Marienfeld. Weltmeistertrainer Luiz Felipe Scolari, Schleifer Felix Magath oder »The Special One« José Mourinho - die Liste prominenter Fußball-Lehrer, die ihre Mannschaften in der Marienfelder Klosterpforte auf wichtige Spiele eingeschworen haben, ist lang. Die von den Profis besonders geschätzte ruhige Atmosphäre des vor über 800 Jahren von Zisterziensermönchen gegründeten Klosters genossen jetzt auch die Fußballer des SV Häger.

Als Hägers Trainer Pascal Hofbüker seine Spieler auf den frisch präparierten Rasenplatz der Klosterpforte bittet, wird diese Stille nur von der Kapelle einer auf der Seeterrasse des Hotels feiernden Hochzeitsgesellschaft durchbrochen. »The Girl From Ipanema« liefert die musikalische Untermalung zum Aufwärmprogramm der Nachmittagseinheit.

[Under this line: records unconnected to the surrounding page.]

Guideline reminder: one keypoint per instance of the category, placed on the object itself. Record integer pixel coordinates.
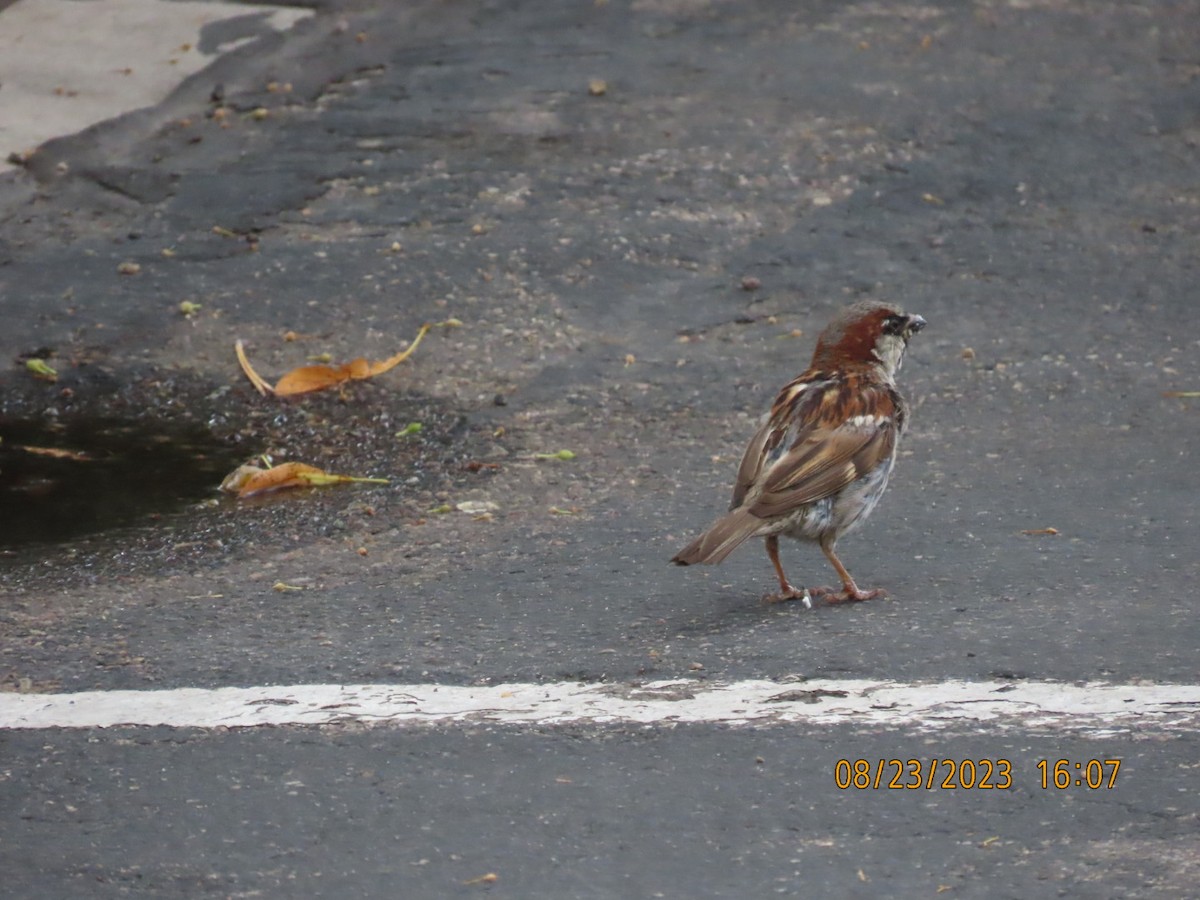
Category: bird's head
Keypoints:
(867, 334)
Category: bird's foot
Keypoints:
(849, 593)
(789, 593)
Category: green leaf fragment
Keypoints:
(40, 369)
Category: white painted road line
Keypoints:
(66, 65)
(1092, 708)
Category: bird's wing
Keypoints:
(819, 455)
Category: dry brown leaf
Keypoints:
(307, 379)
(55, 453)
(247, 480)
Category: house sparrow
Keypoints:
(821, 460)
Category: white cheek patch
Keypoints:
(864, 421)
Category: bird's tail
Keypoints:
(721, 539)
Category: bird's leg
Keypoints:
(786, 592)
(850, 589)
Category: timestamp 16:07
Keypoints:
(970, 774)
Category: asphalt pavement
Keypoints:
(642, 214)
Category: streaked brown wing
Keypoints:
(821, 463)
(792, 413)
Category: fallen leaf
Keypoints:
(55, 453)
(315, 378)
(247, 480)
(41, 370)
(479, 466)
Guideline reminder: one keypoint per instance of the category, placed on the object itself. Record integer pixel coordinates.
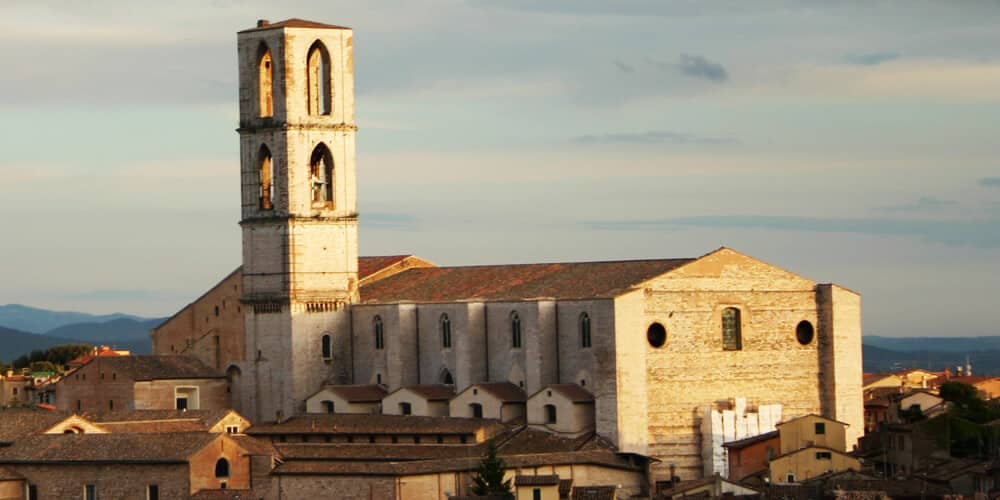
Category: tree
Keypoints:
(489, 475)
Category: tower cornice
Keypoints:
(270, 127)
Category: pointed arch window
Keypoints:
(321, 178)
(318, 80)
(732, 335)
(266, 185)
(515, 330)
(327, 347)
(222, 468)
(445, 325)
(265, 82)
(379, 332)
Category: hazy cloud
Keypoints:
(623, 67)
(652, 137)
(699, 67)
(925, 203)
(870, 59)
(974, 233)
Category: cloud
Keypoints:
(870, 59)
(652, 137)
(973, 233)
(925, 203)
(388, 221)
(623, 67)
(693, 66)
(699, 67)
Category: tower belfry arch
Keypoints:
(299, 210)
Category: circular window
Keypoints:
(656, 335)
(804, 332)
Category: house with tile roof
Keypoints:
(125, 383)
(654, 340)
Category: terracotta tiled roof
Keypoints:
(163, 367)
(743, 443)
(431, 392)
(223, 495)
(107, 448)
(357, 393)
(19, 423)
(594, 493)
(572, 392)
(375, 424)
(578, 280)
(295, 23)
(546, 480)
(327, 467)
(504, 391)
(8, 474)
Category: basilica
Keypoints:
(666, 358)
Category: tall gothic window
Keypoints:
(515, 329)
(731, 329)
(321, 176)
(379, 332)
(445, 331)
(266, 185)
(265, 80)
(327, 347)
(318, 80)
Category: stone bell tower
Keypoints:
(299, 211)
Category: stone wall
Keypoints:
(691, 369)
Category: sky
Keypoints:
(849, 142)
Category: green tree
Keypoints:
(489, 475)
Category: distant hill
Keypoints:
(878, 359)
(116, 330)
(941, 344)
(14, 343)
(36, 320)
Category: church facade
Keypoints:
(656, 342)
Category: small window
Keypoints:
(445, 331)
(550, 414)
(656, 335)
(585, 340)
(327, 347)
(222, 468)
(731, 329)
(804, 332)
(379, 332)
(515, 330)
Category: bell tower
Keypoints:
(299, 211)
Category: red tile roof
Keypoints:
(576, 280)
(431, 392)
(572, 392)
(295, 23)
(504, 391)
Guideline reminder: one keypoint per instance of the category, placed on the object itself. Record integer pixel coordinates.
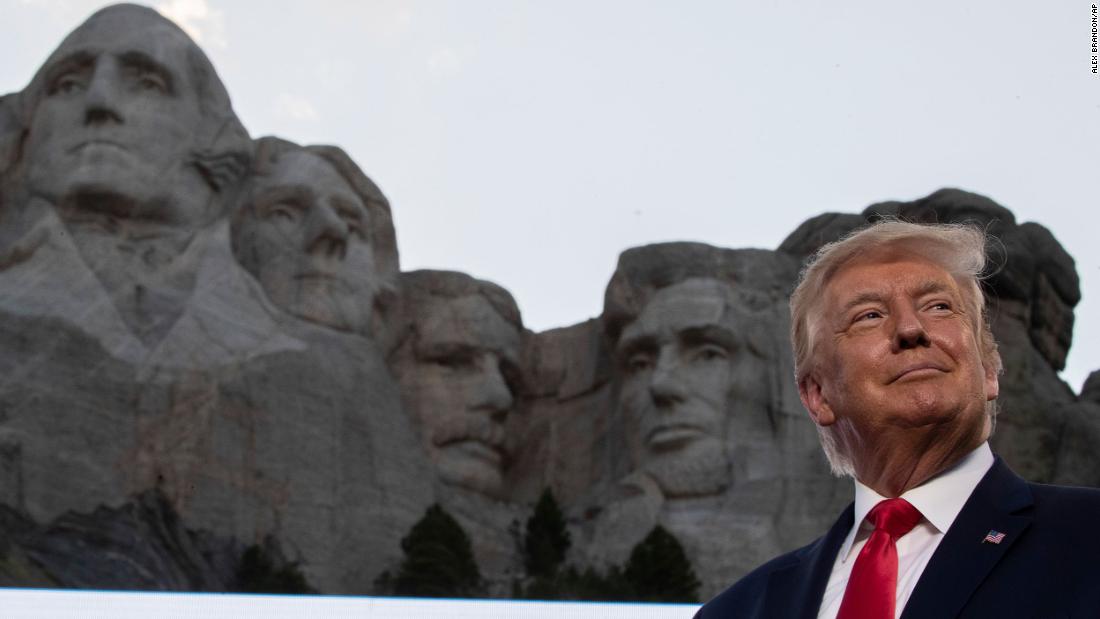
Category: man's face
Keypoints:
(117, 120)
(306, 233)
(678, 373)
(461, 389)
(895, 353)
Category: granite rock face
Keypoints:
(206, 345)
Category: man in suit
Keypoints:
(898, 367)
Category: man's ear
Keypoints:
(815, 401)
(992, 384)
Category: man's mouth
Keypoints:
(477, 450)
(920, 371)
(672, 435)
(95, 145)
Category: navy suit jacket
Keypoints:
(1047, 564)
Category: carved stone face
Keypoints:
(305, 236)
(460, 389)
(114, 125)
(677, 358)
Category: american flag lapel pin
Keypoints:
(993, 537)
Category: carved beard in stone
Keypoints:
(305, 236)
(674, 395)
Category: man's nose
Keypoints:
(491, 393)
(101, 98)
(909, 331)
(666, 386)
(328, 233)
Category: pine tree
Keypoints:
(546, 541)
(262, 571)
(659, 571)
(439, 561)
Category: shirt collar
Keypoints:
(939, 499)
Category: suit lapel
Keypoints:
(963, 560)
(796, 590)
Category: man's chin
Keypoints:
(697, 471)
(470, 474)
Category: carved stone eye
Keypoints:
(67, 85)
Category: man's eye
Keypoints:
(149, 81)
(282, 211)
(67, 85)
(152, 83)
(638, 362)
(711, 352)
(454, 362)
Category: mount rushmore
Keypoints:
(207, 342)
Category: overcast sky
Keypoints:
(529, 143)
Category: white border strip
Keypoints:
(28, 604)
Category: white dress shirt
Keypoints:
(939, 501)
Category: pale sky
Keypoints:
(530, 142)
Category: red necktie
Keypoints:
(872, 587)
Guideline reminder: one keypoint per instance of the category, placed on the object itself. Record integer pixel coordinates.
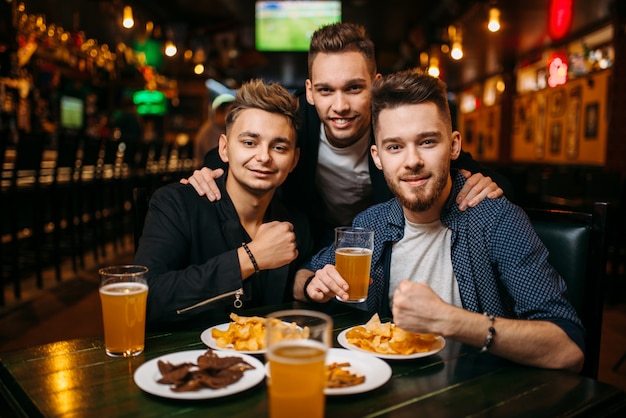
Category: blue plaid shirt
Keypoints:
(499, 262)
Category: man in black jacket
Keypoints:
(336, 177)
(240, 251)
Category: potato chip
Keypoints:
(244, 333)
(386, 338)
(338, 375)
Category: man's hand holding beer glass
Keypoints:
(348, 280)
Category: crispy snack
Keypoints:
(210, 371)
(386, 338)
(244, 333)
(338, 377)
(247, 333)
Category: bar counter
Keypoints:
(76, 378)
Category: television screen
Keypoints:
(150, 102)
(287, 26)
(72, 111)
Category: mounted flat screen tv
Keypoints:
(287, 26)
(72, 111)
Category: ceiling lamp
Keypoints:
(457, 50)
(198, 68)
(494, 18)
(170, 49)
(456, 39)
(128, 21)
(433, 68)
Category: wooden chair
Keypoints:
(577, 244)
(24, 201)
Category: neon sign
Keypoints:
(557, 72)
(560, 16)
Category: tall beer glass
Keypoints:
(297, 342)
(123, 294)
(353, 259)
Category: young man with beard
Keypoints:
(336, 177)
(478, 276)
(242, 250)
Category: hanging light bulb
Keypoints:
(170, 49)
(494, 19)
(457, 50)
(128, 21)
(433, 68)
(457, 46)
(198, 68)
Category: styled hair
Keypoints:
(268, 96)
(342, 37)
(406, 88)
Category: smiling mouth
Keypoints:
(414, 181)
(342, 121)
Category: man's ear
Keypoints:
(309, 92)
(222, 148)
(455, 146)
(375, 157)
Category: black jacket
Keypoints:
(190, 248)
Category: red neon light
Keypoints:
(557, 72)
(560, 16)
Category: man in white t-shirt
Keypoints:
(336, 178)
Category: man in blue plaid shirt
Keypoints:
(478, 276)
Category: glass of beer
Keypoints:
(353, 259)
(123, 294)
(297, 342)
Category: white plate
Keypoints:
(437, 347)
(208, 339)
(147, 375)
(376, 371)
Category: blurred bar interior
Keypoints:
(99, 96)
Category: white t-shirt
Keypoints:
(343, 180)
(423, 255)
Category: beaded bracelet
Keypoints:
(306, 294)
(492, 333)
(254, 264)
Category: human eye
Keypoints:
(324, 91)
(356, 88)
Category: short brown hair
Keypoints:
(409, 87)
(269, 96)
(342, 37)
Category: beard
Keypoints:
(423, 198)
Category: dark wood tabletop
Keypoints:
(76, 378)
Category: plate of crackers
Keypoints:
(199, 374)
(387, 341)
(243, 334)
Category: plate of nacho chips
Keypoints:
(244, 334)
(387, 341)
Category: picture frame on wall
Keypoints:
(591, 120)
(556, 133)
(557, 103)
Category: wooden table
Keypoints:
(76, 378)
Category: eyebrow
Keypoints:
(420, 136)
(347, 83)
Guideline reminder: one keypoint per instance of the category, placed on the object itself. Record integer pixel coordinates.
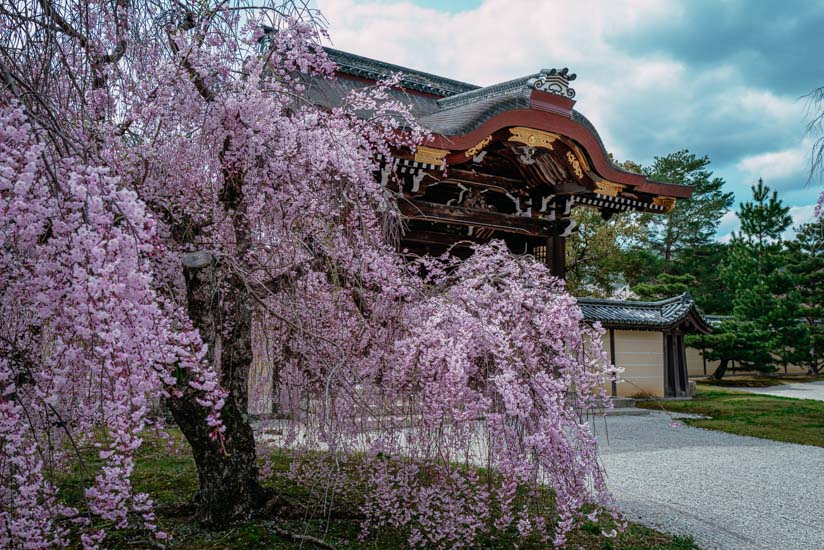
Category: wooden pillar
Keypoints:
(556, 254)
(612, 359)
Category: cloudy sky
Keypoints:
(723, 78)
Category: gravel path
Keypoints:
(727, 491)
(801, 390)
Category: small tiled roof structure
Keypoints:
(677, 313)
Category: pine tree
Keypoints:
(764, 331)
(805, 263)
(694, 221)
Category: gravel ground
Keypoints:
(801, 390)
(727, 491)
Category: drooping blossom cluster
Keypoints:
(85, 338)
(484, 362)
(192, 133)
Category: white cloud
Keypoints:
(643, 105)
(800, 215)
(777, 164)
(729, 223)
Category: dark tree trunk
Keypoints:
(227, 470)
(720, 370)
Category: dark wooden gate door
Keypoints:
(676, 382)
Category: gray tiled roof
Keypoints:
(373, 69)
(629, 314)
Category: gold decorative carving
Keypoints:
(667, 202)
(576, 166)
(533, 138)
(430, 155)
(472, 151)
(581, 158)
(608, 188)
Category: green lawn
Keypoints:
(757, 381)
(170, 478)
(741, 413)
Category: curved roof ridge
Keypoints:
(366, 67)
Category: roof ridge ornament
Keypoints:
(554, 81)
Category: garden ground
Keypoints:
(168, 474)
(727, 491)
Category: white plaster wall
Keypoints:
(641, 355)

"Ich wollte, dass die Jungs mal sehen, wie die Bedingungen im höherklassigen Bereich sind", sagt Hofbüker. Der ehemalige Regionalligaspieler betrachtet das dreitägige Wochenendtrainingslager als Belohnung für die beiden vergangenen erfolgreichen Jahre mit Bezirksliga-Aufstieg und Klassenerhalt. "Dass heißt aber nicht, dass wir danach besser Fußball spielen", dämpft »Calli« mögliche Erwartungen, dass die professionellen Bedingungen aus seinen Hobbykickern automatisch Ballzauberer machen.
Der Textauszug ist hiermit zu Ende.